Karl du Fresne: Angry Left add fuel to the fire
OPINION: Hamburg last week was described as looking like a war zone after masked rioters ransacked shops, torched cars and built barricades, which they then set alight.
The rioters were protesting against the G20 summit, although what noble purpose was served by looting shops, burning cars and making off with stolen ATMs wasn't clear.
Nonetheless we're expected to believe that the protesters had more high-minded motives than the G20 leaders, whom the protesters insist are all irredeemably venal and corrupt.
Meanwhile, thousands of kilometres away, a violent mob stormed the Venezuelan parliament and attacked opposition MPs, some of whom suffered broken ribs and head injuries.
In both instances, the perpetrators were from the Left: in Hamburg, anarchists, communists and environmental activists; in Caracas, supporters of the socialist president Nicolas Maduro.
The Left has a problem here. Political violence in the past has often been associated with the far Right, but these days it's the self-righteous rage of the Left that presents by far the greater threat to democracy.
It manifests itself not just in outright violence, but also in the howling down of any opinions that challenge Leftist orthodoxy. Alarmingly, this intolerance of dissent has taken hold in universities, once regarded as bastions of free speech and critical thought.
This process has been hastened by the rise of identity politics, which aggrieved minority groups use as a platform for demanding special treatment, and by the fashionable dogma of post-modernism, which dismisses reason and truth as artificial constructs that serve the interests of ruling elites.
Post-modernism has the enormous advantage that it can't be challenged on a rational basis, since it rejects reason and logic as tools of white privilege. Essentially, it seeks to pull the rug out from under all the accumulated knowledge and learning that forms the basis of Western civilisation.
Being a generally moderate society, New Zealand has yet to be exposed to the worst excesses of Leftist fundamentalism, such as the incidents in Hamburg or Caracas. But that's not to say it can't happen here.
We see a milder form whenever activists try to block entry to a conference they disapprove of, or disrupt proceedings by shouting or waving placards. What they're doing is interfering with other people's right to say and hear things they don't like.
We see it when they stage a march or a sit-down protest in the middle of the street.

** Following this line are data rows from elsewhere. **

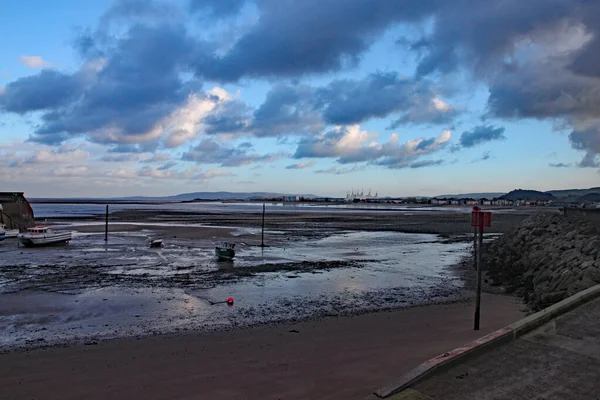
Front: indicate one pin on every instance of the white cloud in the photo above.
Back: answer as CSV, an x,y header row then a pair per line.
x,y
215,173
350,144
301,165
35,62
60,155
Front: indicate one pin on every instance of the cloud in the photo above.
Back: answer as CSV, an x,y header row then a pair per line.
x,y
48,89
120,157
292,39
130,91
301,165
217,8
484,157
480,135
57,156
211,152
341,171
167,165
380,94
35,62
560,165
156,158
305,110
215,173
426,163
143,70
590,161
350,144
287,109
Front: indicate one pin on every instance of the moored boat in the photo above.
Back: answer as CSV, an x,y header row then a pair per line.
x,y
9,233
226,251
155,242
43,236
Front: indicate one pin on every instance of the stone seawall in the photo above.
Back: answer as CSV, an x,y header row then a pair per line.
x,y
548,258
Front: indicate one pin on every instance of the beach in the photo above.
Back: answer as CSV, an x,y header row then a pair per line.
x,y
336,304
330,358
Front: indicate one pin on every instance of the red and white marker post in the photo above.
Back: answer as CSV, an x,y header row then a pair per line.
x,y
479,219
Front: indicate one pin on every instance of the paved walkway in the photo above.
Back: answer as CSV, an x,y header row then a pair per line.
x,y
560,360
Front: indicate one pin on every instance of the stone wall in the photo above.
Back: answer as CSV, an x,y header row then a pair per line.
x,y
582,214
548,258
15,210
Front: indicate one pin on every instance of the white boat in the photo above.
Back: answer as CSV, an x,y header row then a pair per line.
x,y
155,242
226,251
9,233
43,236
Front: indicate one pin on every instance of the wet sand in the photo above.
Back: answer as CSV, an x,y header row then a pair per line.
x,y
332,358
320,271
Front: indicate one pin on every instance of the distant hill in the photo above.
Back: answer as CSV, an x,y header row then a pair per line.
x,y
176,198
214,196
520,194
589,198
489,195
574,194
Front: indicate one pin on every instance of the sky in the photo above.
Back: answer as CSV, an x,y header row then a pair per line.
x,y
404,98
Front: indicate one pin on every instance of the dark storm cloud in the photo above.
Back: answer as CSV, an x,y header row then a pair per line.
x,y
212,152
302,109
138,85
426,163
38,92
480,34
139,9
217,8
539,58
559,165
379,95
350,145
590,160
301,165
480,135
294,38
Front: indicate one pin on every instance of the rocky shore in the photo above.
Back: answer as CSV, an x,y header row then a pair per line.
x,y
547,258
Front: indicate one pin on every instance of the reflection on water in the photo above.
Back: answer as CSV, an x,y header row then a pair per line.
x,y
42,210
95,290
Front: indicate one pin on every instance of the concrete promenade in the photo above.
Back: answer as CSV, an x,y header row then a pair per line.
x,y
559,360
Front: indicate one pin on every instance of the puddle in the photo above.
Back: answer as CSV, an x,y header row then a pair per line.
x,y
92,290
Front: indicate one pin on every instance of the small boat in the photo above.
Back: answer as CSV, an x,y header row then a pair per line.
x,y
226,251
155,243
9,233
43,236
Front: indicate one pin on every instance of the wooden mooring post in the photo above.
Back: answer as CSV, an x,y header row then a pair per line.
x,y
106,225
262,234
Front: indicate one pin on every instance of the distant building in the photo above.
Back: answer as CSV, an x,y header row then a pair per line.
x,y
360,196
15,211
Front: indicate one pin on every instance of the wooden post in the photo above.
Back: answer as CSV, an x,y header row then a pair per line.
x,y
262,235
475,249
106,226
478,296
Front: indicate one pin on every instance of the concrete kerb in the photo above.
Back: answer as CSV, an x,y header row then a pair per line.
x,y
499,337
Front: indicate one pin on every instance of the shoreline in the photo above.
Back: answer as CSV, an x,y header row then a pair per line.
x,y
269,362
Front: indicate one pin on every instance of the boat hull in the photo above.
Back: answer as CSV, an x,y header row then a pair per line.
x,y
224,254
44,240
11,233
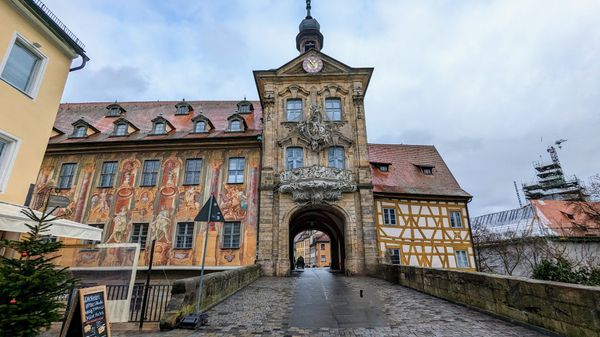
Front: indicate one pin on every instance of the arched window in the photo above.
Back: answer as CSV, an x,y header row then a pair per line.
x,y
200,126
336,157
80,131
121,129
294,157
235,125
159,128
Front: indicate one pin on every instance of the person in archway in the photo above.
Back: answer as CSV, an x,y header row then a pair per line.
x,y
300,263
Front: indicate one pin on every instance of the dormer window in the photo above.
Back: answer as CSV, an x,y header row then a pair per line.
x,y
159,128
183,108
114,110
80,131
200,127
235,125
121,129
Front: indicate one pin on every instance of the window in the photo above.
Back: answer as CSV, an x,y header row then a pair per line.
x,y
139,234
200,127
333,109
159,128
236,170
294,110
235,125
192,171
394,256
80,131
121,129
294,157
185,235
150,172
182,110
462,259
336,157
8,153
389,216
455,219
231,234
23,67
67,172
107,176
114,111
94,242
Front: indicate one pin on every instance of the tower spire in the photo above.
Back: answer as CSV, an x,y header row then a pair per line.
x,y
310,36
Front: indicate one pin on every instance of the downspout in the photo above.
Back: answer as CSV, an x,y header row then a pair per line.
x,y
84,60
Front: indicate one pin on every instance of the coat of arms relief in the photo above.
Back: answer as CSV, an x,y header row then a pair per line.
x,y
316,184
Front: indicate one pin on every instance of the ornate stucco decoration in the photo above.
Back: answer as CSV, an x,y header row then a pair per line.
x,y
316,183
315,130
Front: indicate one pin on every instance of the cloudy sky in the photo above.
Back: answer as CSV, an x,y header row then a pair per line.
x,y
490,83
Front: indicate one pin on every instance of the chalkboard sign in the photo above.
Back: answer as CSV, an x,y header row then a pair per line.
x,y
94,318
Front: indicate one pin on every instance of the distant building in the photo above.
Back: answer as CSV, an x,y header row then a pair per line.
x,y
552,184
514,241
36,51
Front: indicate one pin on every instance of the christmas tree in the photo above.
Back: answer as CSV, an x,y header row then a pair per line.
x,y
30,283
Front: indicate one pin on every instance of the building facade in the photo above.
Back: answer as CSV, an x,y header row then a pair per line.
x,y
142,172
36,51
307,166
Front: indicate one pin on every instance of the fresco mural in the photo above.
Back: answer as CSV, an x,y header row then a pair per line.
x,y
161,206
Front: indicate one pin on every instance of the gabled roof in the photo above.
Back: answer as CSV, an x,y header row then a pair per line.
x,y
405,177
141,115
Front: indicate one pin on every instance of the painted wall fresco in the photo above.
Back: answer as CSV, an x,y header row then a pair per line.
x,y
161,206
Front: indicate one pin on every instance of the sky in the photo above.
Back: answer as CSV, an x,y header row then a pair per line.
x,y
490,83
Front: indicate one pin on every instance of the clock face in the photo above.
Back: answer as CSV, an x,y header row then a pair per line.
x,y
312,64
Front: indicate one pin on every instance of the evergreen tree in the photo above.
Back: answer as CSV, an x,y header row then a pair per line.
x,y
30,282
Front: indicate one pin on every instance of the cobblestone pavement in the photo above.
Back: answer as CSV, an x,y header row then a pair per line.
x,y
266,307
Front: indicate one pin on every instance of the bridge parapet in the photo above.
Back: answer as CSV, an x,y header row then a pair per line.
x,y
564,308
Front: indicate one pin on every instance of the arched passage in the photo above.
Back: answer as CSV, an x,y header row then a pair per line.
x,y
326,220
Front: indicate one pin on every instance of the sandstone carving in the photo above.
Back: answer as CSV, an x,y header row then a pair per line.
x,y
316,184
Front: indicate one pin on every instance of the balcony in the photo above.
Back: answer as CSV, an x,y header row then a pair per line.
x,y
316,184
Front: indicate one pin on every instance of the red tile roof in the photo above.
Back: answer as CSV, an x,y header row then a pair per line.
x,y
141,115
405,176
569,218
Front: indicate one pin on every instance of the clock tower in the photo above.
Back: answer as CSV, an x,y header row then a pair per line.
x,y
315,172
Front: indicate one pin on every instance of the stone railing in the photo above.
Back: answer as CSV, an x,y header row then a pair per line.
x,y
316,183
217,287
567,309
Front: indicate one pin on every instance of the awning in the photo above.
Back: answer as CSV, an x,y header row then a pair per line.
x,y
12,220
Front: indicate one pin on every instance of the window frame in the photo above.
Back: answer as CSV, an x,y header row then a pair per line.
x,y
185,173
139,240
289,155
186,236
229,170
338,110
141,184
389,216
239,241
112,175
8,157
72,177
38,72
300,110
451,218
466,256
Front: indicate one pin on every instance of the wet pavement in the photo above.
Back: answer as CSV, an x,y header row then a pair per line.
x,y
317,302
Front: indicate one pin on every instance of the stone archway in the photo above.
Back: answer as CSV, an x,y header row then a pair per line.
x,y
323,219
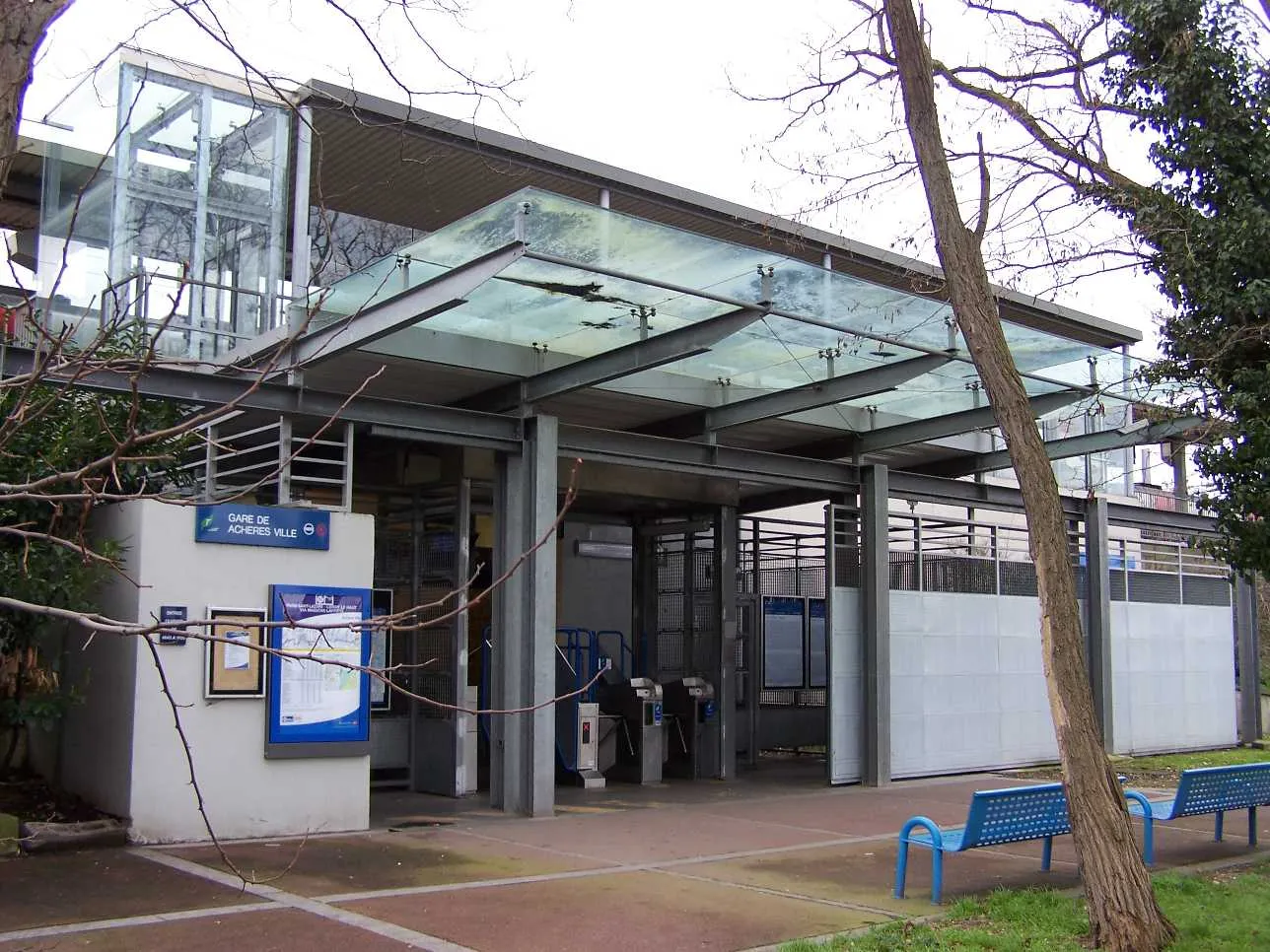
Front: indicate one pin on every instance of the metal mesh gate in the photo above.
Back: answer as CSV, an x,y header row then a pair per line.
x,y
687,621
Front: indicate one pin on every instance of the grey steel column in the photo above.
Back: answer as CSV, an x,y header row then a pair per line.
x,y
1097,616
726,538
459,670
1250,666
876,622
538,613
301,241
504,657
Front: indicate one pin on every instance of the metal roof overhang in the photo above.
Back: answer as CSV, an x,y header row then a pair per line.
x,y
475,322
410,167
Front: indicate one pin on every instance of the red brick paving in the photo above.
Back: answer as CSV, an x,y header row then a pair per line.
x,y
627,912
801,880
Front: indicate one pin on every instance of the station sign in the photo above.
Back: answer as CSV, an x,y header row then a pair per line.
x,y
278,527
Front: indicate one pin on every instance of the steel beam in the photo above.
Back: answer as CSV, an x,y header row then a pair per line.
x,y
378,320
1071,445
876,624
955,424
724,582
935,489
1097,616
441,424
811,396
621,362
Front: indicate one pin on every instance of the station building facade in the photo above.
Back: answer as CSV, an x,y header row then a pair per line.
x,y
475,360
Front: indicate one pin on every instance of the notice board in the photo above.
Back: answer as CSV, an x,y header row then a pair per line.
x,y
318,706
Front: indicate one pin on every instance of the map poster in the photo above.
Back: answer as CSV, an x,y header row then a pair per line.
x,y
317,696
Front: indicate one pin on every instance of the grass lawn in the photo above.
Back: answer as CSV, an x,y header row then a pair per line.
x,y
1213,912
1164,770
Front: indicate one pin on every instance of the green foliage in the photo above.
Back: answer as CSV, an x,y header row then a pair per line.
x,y
1220,913
1194,79
88,447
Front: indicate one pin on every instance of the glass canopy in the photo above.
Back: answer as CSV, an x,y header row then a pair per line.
x,y
613,278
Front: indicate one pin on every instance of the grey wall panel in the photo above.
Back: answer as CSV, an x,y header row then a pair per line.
x,y
968,684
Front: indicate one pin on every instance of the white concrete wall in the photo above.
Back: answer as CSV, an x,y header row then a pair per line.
x,y
97,732
595,593
966,683
246,793
1172,677
846,687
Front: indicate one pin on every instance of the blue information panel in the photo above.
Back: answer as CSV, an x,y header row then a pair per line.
x,y
818,660
312,702
784,625
280,527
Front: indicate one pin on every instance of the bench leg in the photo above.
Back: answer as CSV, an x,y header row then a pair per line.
x,y
900,867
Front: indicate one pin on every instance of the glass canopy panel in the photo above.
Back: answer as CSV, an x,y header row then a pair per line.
x,y
779,353
574,309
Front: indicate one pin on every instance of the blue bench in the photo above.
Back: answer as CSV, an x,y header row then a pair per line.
x,y
1205,789
996,816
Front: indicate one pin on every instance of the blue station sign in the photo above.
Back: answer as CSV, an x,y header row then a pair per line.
x,y
233,524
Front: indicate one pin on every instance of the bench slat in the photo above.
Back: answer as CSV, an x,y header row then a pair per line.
x,y
1017,814
1207,789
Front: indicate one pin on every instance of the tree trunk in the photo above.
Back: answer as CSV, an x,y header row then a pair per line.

They are saying that their inflated sense of grievance takes precedence over the right of other New Zealanders to go about their business.
We also see it when protesters throw mud or a rubber dildo at a politician they don't agree with, as happened to Don Brash and Steven Joyce, or smear a lamington on his head (as in the case of former ACT MP John Boscawen).
For all the Leftist hysteria about the Right, we never hear of conservative protesters resorting to such aggressive acts of intolerance. Invariably, it's the angry Left.
We see it too in the use of language designed to demonise opponents and de-legitimise dissent. On a recent Facebook post, Maori activist Joe Trinder described the lobby group Hobson's Pledge as a "hate group" – the far Left's standard term of denunciation for any group that threatens to stand in the way of the identity politics agenda.
Hobson's Pledge is the group founded by Brash to promote the concept of equality before the law, regardless of ethnicity. This is hardly a novel or dangerous idea; on the contrary, it's in line with basic democratic principles.
But it makes Brash the enemy of people like Trinder, who advocates special treatment for Maori. So he calls Hobson's Pledge a "hate group", thereby putting it on the same level as the Ku Klux Klan and the Nazi Party.
This is a gross and offensive distortion of what Hobson's Pledge stands for, but that's unlikely to worry Trinder. It also implies that Brash is some sort of reincarnated Joseph Goebbels, although there's no evidence to indicate there's a racist bone in his body.
Trinder's Facebook post gave his followers licence to unleash a torrent of abusive obscenities against Brash. Some threatened violence; others called for Hobson's Pledge billboards to be torn down. So much for free speech and diversity.
There's room in the political system for both Trinder and Brash. The difference is that Brash doesn't try to bully his opponents into silence, threaten them or subject them to vile personal abuse. So why do Trinder and his followers think it's acceptable?